В связи с этим ему вдруг вспомнилась юродивая старуха, которую он как-то повстречал на паперти одной из московских церквей в те далекие времена, когда еще не помышлял о принятии сана. Старуха пугала прохожих, красочно расписывая ожидающие их после смерти пытки. По ее словам выходило, что расплачиваться за свои грехи каждый грешник будет именно тем органом, которым при жизни грешил: вор — бесконечно уязвляемыми и ущемляемыми руками; сплетник, лжец и сквернослов — языком, коим будет вечно лизать раскаленные сковороды любитель подглядывания — глазами, в которые век за веком будут сыпаться перец и соль и вонзаться острые иглы…
Юродивая скорее всего ошибалась, ибо, сколько ни ломал отец Михаил свою бедную больную голову, ему так и не удалось придумать, что же это такое надобно сотворить при жизни, чтобы после смерти черти старательно и целенаправленно намяли тебе бок — не оба бока, а только один, и притом именно правый! И как, спрашивается, можно согрешить левым плечом?
Тут блуждавший по потолку взгляд отца Михаила наткнулся на место, где совсем недавно кто-то выломал из бетона отставший прут арматуры. Ржавый, обглоданный коррозией коротенький железный пенек свежо поблескивал на изломе, и этот металлический блеск вернул отцу Михаилу память. Он вспомнил причину, по которой считал себя покойником, и сообразил, что каким-то чудом исхитрился остаться в живых.

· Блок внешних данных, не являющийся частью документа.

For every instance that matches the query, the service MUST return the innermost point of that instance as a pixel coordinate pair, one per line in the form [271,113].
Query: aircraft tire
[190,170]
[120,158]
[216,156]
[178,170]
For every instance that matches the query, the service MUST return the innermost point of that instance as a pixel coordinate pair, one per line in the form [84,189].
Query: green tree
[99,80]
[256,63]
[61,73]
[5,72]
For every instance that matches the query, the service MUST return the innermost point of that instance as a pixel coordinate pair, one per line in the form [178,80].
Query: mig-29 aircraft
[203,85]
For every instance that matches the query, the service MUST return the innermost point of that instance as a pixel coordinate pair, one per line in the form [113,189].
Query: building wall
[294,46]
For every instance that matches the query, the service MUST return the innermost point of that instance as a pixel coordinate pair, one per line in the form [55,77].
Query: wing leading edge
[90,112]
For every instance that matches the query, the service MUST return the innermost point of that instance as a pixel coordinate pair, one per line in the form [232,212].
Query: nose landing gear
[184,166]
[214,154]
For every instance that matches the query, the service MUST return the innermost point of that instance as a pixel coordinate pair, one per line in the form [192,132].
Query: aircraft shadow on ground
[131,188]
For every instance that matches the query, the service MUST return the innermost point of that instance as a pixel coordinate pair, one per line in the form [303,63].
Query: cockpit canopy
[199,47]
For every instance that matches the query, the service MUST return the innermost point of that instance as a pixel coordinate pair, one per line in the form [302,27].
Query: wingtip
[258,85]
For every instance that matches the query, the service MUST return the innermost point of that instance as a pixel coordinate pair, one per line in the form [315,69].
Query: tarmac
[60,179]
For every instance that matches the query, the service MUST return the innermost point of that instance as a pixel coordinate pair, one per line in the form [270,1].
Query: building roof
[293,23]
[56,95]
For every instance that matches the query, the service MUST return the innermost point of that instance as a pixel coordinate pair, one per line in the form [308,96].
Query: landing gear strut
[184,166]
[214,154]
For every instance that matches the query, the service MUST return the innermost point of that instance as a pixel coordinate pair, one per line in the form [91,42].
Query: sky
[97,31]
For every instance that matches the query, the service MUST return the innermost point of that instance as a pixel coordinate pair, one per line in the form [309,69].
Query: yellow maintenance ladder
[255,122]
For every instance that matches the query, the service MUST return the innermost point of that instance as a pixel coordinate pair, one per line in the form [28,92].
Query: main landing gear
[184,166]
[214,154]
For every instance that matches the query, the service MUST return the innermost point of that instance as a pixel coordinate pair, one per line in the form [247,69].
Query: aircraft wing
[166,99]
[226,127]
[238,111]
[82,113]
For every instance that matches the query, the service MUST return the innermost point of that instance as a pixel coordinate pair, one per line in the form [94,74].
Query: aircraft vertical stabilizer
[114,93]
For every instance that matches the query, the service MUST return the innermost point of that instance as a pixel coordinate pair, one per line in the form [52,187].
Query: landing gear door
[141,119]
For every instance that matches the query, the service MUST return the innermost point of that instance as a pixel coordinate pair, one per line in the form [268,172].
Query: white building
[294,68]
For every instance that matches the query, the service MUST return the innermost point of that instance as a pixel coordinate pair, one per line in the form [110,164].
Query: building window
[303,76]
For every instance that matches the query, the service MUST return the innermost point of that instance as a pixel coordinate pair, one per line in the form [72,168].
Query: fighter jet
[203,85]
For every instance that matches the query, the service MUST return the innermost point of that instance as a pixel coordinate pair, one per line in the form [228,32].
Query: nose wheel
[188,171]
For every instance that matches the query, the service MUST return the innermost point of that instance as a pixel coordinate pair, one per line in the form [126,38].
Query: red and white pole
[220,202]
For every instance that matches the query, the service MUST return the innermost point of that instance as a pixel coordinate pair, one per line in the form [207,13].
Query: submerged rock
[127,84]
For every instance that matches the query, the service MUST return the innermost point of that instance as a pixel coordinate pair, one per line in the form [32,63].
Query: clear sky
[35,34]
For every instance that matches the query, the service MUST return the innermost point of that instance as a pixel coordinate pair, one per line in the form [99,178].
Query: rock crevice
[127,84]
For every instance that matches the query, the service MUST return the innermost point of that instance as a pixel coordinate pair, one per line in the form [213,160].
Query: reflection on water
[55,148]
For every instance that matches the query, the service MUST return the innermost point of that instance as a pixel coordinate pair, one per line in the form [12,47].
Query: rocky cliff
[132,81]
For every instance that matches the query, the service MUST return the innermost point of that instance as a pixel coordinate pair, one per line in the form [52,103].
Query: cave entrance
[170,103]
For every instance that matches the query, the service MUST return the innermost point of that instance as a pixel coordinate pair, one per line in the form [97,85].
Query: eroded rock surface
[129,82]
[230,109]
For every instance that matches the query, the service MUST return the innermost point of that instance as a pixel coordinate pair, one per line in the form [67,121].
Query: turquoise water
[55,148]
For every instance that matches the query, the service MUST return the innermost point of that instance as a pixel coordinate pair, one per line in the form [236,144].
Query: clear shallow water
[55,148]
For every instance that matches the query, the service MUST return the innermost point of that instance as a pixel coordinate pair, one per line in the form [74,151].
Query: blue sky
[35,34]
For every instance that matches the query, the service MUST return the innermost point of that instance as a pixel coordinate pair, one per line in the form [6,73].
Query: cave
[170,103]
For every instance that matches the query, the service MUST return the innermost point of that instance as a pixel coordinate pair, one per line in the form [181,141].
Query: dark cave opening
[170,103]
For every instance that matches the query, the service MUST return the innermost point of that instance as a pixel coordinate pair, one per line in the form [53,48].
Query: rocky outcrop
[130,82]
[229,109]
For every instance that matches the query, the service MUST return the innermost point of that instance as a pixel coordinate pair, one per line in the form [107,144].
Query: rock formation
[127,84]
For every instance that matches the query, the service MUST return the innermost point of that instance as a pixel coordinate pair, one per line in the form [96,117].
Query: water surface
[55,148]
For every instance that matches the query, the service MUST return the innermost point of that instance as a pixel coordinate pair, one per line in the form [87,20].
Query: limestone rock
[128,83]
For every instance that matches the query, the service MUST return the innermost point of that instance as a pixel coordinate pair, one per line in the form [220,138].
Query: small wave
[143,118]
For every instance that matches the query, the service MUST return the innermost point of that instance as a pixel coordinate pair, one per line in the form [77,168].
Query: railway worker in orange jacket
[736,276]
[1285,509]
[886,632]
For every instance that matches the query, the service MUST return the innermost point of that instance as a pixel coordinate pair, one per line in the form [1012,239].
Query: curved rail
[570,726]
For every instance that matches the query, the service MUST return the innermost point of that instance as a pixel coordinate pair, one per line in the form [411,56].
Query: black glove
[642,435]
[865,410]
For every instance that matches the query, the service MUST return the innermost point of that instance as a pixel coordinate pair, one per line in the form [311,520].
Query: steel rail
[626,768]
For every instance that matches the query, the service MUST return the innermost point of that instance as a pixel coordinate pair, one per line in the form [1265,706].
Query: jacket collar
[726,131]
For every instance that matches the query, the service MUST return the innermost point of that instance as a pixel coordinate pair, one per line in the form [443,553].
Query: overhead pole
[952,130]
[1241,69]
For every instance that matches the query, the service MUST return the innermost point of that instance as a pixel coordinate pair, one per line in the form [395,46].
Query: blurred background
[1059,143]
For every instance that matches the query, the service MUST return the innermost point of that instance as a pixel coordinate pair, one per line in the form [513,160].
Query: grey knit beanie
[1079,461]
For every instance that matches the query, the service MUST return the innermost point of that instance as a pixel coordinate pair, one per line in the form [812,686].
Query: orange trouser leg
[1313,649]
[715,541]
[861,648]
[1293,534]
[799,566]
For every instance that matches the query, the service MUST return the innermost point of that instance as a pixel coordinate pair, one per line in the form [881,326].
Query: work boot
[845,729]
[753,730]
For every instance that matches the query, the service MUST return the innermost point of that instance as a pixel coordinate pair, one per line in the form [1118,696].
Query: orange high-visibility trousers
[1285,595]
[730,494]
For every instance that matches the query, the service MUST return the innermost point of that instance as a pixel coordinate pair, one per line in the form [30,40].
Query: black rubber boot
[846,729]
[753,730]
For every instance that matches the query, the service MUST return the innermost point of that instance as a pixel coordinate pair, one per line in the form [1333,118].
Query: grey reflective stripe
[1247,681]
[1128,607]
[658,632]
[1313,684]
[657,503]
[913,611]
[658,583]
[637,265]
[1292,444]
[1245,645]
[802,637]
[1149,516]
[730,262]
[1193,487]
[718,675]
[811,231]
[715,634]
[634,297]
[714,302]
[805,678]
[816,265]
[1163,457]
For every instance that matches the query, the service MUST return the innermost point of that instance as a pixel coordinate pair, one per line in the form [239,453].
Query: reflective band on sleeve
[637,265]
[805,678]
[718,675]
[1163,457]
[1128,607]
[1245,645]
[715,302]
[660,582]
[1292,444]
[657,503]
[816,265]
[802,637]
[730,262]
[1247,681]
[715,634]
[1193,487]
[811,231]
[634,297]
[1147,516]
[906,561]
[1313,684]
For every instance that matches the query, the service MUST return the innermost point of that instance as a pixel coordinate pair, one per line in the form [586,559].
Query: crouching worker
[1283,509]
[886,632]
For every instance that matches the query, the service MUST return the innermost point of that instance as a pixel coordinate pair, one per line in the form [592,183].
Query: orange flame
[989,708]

Уразумев это, батюшка закрыл глаза и первым делом прочел про себя благодарственную молитву. Православное воинство одержало-таки победу над язычниками; оставалось лишь уяснить для себя, насколько эта победа была полной.
Вновь открыв глаза, отец Михаил с трудом приподнял голову и оглядел как помещение, в коем находился, так и самого себя, после чего, уронив голову на тощую подушку, попытался осмыслить увиденное.
Помещение оказалось знакомым: это была та самая камера, куда батюшку поместили с самого начала. Следовательно, одолев медведя (уж наверное, одолев, ибо как в противном случае он выбрался бы из ямы живым?), отец Михаил остался в плену у лесных людей.
Это с одной стороны. А с другой, бок, плечо и правая нога оказались у него аккуратно забинтованными, что явно противоречило местным порядкам. Кончар ведь, помнится, прямо сказал, что больных и раненых здесь никто не лечит — им либо позволяют самим справляться с болезнью, либо попросту их добивают.
Тут могло быть два варианта. Возможно, после победы отца Михаила над медведем лесной люд подчинился решению Божьего суда, признал превосходство Святой Троицы над своим языческим идолом и теперь дожидался только выздоровления отца Михаила, дабы с почетом препроводить его обратно в поселок. Оставалось, правда, непонятным, куда в таком случае подевался сам Кончар — неужто и впрямь обернулся медведем и был заколот в яме самодельной ржавой пикой?
Второй вариант, пришедший в голову отцу Михаилу, предусматривал вмешательство в ход событий каких-то внешних сил, которые нейтрализовали медведя, разогнали кровожадных язычников и, опять же, дожидались только выздоровления батюшки, с тем чтобы благополучно извлечь его из этого проклятого места.